- Born: 27 July 1907 St.-Louis-de-Richelieu, Quebec, Canada
- Died: 19 June 1981 (aged 73) Diang, Bangladesh

= Flavian Laplante =

Flavian Laplante (1907–1981) was a religious brother of the Congregation of Holy Cross and a missionary who worked in Bangladesh from 1932 until 1981. He was a teacher and then a headmaster in different Catholic schools in the districts of Barisal, Noakhali and Chittagong. Later he was involved with the socio-economic development of the Jolodash community. He founded Miriam Ashram at Diang, on the 1 Karnaphuly River. In 1978, he also built a grotto with the statue of Our Lady of Lourdes and turned it into a shrine of Our Lady of Lourdes.

== Life ==
Flavian Laplante was born on 27 July 1907 in St.-Louis-de-Richelieu, Quebec, Canada to Honoré Laplante and Louise Théroux. He was the seventh child of nine.

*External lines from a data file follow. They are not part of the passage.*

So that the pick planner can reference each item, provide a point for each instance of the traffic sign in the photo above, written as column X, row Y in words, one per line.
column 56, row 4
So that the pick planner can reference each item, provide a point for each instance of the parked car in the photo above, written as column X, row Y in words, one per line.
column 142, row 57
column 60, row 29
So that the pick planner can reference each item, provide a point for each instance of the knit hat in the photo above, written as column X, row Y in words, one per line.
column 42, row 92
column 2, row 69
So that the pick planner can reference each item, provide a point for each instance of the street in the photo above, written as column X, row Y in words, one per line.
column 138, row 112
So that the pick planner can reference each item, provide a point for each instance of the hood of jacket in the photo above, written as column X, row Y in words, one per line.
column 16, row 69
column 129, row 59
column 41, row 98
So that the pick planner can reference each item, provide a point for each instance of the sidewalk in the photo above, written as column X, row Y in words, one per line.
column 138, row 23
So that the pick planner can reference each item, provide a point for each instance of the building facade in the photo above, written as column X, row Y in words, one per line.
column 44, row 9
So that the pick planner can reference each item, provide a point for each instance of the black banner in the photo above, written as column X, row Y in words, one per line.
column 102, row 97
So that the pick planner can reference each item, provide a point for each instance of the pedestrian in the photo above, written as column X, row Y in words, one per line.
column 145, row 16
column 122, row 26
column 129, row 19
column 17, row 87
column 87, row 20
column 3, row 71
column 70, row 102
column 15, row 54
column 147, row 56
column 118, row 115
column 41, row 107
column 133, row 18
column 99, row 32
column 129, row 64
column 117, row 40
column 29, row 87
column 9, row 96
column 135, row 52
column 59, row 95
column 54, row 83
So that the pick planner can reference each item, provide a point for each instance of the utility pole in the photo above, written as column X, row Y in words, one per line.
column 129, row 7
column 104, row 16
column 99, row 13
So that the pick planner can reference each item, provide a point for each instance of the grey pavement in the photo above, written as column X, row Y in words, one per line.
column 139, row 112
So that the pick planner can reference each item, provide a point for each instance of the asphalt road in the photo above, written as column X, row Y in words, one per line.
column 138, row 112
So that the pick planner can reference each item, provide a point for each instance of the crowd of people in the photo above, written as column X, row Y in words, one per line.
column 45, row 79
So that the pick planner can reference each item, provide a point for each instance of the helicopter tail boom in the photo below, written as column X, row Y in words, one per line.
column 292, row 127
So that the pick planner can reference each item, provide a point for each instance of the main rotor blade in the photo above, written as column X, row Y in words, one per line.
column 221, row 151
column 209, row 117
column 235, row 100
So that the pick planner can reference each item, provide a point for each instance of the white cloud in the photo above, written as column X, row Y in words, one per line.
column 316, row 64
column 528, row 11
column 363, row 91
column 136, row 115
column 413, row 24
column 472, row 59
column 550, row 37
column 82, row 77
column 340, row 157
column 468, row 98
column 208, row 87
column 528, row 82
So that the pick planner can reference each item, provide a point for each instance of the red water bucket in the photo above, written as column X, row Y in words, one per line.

Flavian joined Congregation of Holy Cross at the age of 16. He took the name, Brother Flavian, on 15 August 1923. He made his perpetual vows on 16 August 1928 and served at the Notre Dame College in Quebec as a teacher and dorm supervisor.

Flavian was assigned to the Congregation's mission in East Bengal in 1932. André Bessette remarked when he was leaving for his mission, "How fortunate you are in becoming a missionary. I envy you." He arrived at Chittagong in East Bengal on 1 December 1932. His first assignment was at a high school in Padrishibpur. Besides construction of the school he also taught at the school and later on was appointed as a principal. In May 1942 he moved to Chittagong, when Japan was conducting air raids, and stayed there during the war. He started a project for fisherman to get new boats after World War II. He also started an orphanage at Diang.

From 1957 to 1962 he was sent to Noakhali. In Diang he renamed the settlement there "Miriam ashram" ("Marian hermitage"). He also started a women's promotion center with the help of the Sisters of the Holy Cross. The "Kalidaha Fishing Project" was started in 1975 to help fisherman motorize their boats and founded a technical school to give them the skills to build and repair their own boats. On 24 December 1976 LaPlante retired to the life of a hermit.

Laplante died in Bangladesh on 19 June 1981 after prolonged illness.

== Beatification process ==
Flavian Laplante was declared a Servant of God on 13 February 2009.